Der erste Rütteltest kam früh. »Wie ein angehender Weltmeister« hat sich Jürgen Panse gefühlt, als er in den Sechziger Jahren die Urkunde für die Berufung ans Leistungszentrum in Gera erhielt. Das Hochgefühl währte nicht lange: Beim ersten Training in der Ludwig-Jahn-Halle bekam der hoch aufgeschossene Schüler der polytechnischen Oberschule von erfahreneren Gegnern gleich »eene druff«, wie er in bestem thüringischen Zungenschlag erinnert. ›Mal sehen, ob der morgen überhaupt wiederkommt‹, wurde hinter seinem Rücken geunkt. Er kam aber wieder, Tag für Tag, bis er mit 19 Jahren, nach Frakturen an den Handwurzelknochen und zwei letztlich erfolglosen Operationen, doch passen musste.
Das vorzeitige Ende der sportlichen Laufbahn bedeutete jedoch keinen Abschied vom Ring. Man kann sich ja auch als Unparteiischer einbringen, um dabei zu bleiben, so wie Panse es später hielt, und in seinem Verein bzw. im Landesverband in entscheidenden Funktionen wirken. In dem Sinne steht der inzwischen 73-jährige, der so jungenhaft feixen kann, für bemerkenswerte Kontinuität. Sein Engagement hat substanziell dazu beigetragen, dass Boxen an der Weißen Elster (so heißt der Fluss bei der Stadt) ein Faktor geblieben ist – über alle Hochs und Tiefs sowie zwei völlig verschiedene Fördersysteme hinweg. Und das gilt im Grunde bis heute.
Es gibt eben welche, die nie wirklich loskommen von ihrem Sport, und der einstige Diplom-Ingenieur der Informationstechnik ist einer davon. So kann man ihn auch dieser Tage gelegentlich ›auf der Halle‹, also im Sportkomplex Ulli Wegner an der Zeulenrodaer Straße, beim Training des BC Wismut Gera erleben. Als amtierender Präsident des Vereins, dessen Vorgänger zu den Hochburgen der DDR gehörte, will er schließlich auf dem Laufenden sein. Und sich mit Trainern abstimmen, deren Namen manchem in den Ohren klingen – von Ulli Kaden, dem zweifachen Europameister im Schwergewicht, bis zum ehemaligen Vize-Weltmeister Enrico Richter. Enthusiasten allesamt, die hier etwas zurückgeben wollen.
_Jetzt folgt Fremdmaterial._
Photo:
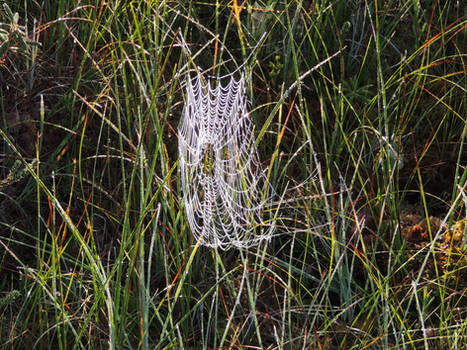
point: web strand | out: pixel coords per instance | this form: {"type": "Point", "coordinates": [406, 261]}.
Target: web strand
{"type": "Point", "coordinates": [225, 190]}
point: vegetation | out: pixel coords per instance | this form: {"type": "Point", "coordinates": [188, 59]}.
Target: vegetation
{"type": "Point", "coordinates": [360, 115]}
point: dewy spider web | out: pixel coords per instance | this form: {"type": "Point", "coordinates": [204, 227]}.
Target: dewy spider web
{"type": "Point", "coordinates": [226, 194]}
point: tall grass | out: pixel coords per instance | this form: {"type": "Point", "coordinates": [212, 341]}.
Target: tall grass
{"type": "Point", "coordinates": [359, 108]}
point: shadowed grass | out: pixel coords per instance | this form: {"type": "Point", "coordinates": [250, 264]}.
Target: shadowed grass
{"type": "Point", "coordinates": [359, 112]}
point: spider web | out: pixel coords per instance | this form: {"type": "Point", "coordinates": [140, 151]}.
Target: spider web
{"type": "Point", "coordinates": [225, 190]}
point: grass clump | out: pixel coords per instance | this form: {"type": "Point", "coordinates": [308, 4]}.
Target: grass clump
{"type": "Point", "coordinates": [359, 111]}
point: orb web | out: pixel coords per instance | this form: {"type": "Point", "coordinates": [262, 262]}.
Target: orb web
{"type": "Point", "coordinates": [225, 190]}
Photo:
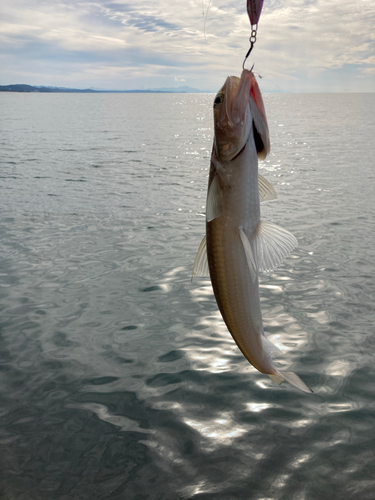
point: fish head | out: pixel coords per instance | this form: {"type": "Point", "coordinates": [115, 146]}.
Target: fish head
{"type": "Point", "coordinates": [238, 111]}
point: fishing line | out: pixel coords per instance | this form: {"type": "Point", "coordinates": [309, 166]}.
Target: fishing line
{"type": "Point", "coordinates": [205, 18]}
{"type": "Point", "coordinates": [252, 40]}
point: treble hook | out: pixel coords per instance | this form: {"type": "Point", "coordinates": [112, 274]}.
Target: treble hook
{"type": "Point", "coordinates": [252, 40]}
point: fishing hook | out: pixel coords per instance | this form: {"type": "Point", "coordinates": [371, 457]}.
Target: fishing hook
{"type": "Point", "coordinates": [252, 40]}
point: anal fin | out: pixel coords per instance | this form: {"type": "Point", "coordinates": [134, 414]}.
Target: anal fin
{"type": "Point", "coordinates": [272, 245]}
{"type": "Point", "coordinates": [200, 267]}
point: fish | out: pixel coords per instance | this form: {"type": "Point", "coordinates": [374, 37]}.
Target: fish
{"type": "Point", "coordinates": [238, 245]}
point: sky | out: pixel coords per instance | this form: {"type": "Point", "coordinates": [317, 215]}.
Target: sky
{"type": "Point", "coordinates": [302, 45]}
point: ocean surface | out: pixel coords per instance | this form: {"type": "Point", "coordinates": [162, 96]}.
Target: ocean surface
{"type": "Point", "coordinates": [118, 377]}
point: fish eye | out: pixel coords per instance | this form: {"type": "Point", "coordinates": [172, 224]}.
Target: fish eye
{"type": "Point", "coordinates": [218, 100]}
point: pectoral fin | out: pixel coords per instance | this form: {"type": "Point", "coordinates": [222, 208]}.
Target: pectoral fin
{"type": "Point", "coordinates": [269, 347]}
{"type": "Point", "coordinates": [272, 245]}
{"type": "Point", "coordinates": [200, 267]}
{"type": "Point", "coordinates": [266, 190]}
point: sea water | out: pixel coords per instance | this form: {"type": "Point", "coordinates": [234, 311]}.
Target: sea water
{"type": "Point", "coordinates": [119, 379]}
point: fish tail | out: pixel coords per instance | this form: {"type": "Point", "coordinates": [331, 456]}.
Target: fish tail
{"type": "Point", "coordinates": [292, 378]}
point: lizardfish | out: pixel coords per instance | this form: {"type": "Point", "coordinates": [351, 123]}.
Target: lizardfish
{"type": "Point", "coordinates": [238, 245]}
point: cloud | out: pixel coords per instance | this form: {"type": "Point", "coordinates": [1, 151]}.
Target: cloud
{"type": "Point", "coordinates": [120, 44]}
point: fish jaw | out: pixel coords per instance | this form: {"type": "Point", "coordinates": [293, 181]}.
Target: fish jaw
{"type": "Point", "coordinates": [239, 108]}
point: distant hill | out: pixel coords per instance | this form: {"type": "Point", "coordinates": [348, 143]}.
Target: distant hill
{"type": "Point", "coordinates": [32, 88]}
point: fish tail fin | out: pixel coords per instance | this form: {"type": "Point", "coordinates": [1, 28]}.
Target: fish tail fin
{"type": "Point", "coordinates": [292, 378]}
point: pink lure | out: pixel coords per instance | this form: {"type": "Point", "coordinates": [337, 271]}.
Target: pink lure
{"type": "Point", "coordinates": [254, 8]}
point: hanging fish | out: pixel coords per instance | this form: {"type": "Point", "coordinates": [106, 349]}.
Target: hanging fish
{"type": "Point", "coordinates": [238, 244]}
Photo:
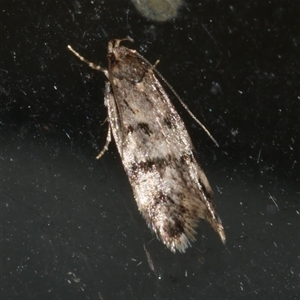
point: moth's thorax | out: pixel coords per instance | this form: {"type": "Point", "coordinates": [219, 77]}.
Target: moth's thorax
{"type": "Point", "coordinates": [124, 64]}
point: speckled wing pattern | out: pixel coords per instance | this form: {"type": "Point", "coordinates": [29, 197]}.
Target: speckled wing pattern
{"type": "Point", "coordinates": [170, 188]}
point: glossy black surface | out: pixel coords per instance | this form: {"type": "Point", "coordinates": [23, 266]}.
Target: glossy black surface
{"type": "Point", "coordinates": [70, 228]}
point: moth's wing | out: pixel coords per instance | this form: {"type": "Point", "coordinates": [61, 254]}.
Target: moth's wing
{"type": "Point", "coordinates": [169, 186]}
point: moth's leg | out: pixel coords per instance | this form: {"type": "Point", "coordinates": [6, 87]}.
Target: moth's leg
{"type": "Point", "coordinates": [108, 140]}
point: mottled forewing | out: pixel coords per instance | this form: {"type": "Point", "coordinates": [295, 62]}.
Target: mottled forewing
{"type": "Point", "coordinates": [170, 188]}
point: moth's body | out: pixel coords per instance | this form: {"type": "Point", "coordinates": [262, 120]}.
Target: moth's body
{"type": "Point", "coordinates": [170, 188]}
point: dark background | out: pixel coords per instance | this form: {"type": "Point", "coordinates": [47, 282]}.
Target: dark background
{"type": "Point", "coordinates": [70, 228]}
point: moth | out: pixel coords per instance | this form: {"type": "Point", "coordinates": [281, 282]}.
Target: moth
{"type": "Point", "coordinates": [170, 188]}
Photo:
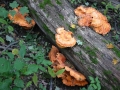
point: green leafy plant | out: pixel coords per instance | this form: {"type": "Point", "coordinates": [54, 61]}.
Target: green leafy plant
{"type": "Point", "coordinates": [94, 84]}
{"type": "Point", "coordinates": [15, 64]}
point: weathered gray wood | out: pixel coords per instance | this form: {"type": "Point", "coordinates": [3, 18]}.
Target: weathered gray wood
{"type": "Point", "coordinates": [93, 58]}
{"type": "Point", "coordinates": [114, 2]}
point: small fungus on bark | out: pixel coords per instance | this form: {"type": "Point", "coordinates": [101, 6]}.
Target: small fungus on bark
{"type": "Point", "coordinates": [64, 38]}
{"type": "Point", "coordinates": [70, 76]}
{"type": "Point", "coordinates": [89, 16]}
»Ich war halt immer verbunden damit«, sagt Panse, »bin′s ja heute noch.«
Aktiver, Ringrichter, Vereinspräsident: Der Draht zum Boxsport übersteht einen Systemwechsel – und hält bis heute
Verbunden durch das Amt des Ring- und Punktrichters, das Panse ab dem 28.Lebensjahr ausübt – also in Zeiten, als der Verein noch Betriebssportgemeinschaft der Wismut ist, dem Uranerz-Giganten der DDR. Über rund 550 Einsätze, etliche nationale wie internationale Turniere und Spartakiaden hinweg wirkt er ganz in Weiß und aus Überzeugung so dezent wie möglich: »Manche wollen unbedingt auffallen, die unterbrechen und gestikulieren immer wieder. Aber wir sind ja nicht der Vordergrund. Das sind die zwei Boxer oder Boxerinnen.«
Verbunden durch die Wahl zum ersten Präsidenten des neu gegründeten Thüringischen Landesverbands, der 1990, also nach der Wende, die früheren Bezirksfachausschüsse von Gera, Erfurt und Suhl zusammenfasst. Das wird »eine schwierige Zeit«, weil sie plötzlich »gucken mussten, woher nun das Geld kommt«. In dem Sinne hat der gewitzte Wortführer schon bei den bilateralen Gesprächen zur Aufnahme des DDR-Verbands in den DBV um Unterstützung statt Herablassung gebeten.
Wir haben immer wieder mal einen Leuchtstern. Aber wenn wir uns breiter aufstellen wollen, muss an der Basis mehr passieren. Dann kommt in der Spitze auch mehr an.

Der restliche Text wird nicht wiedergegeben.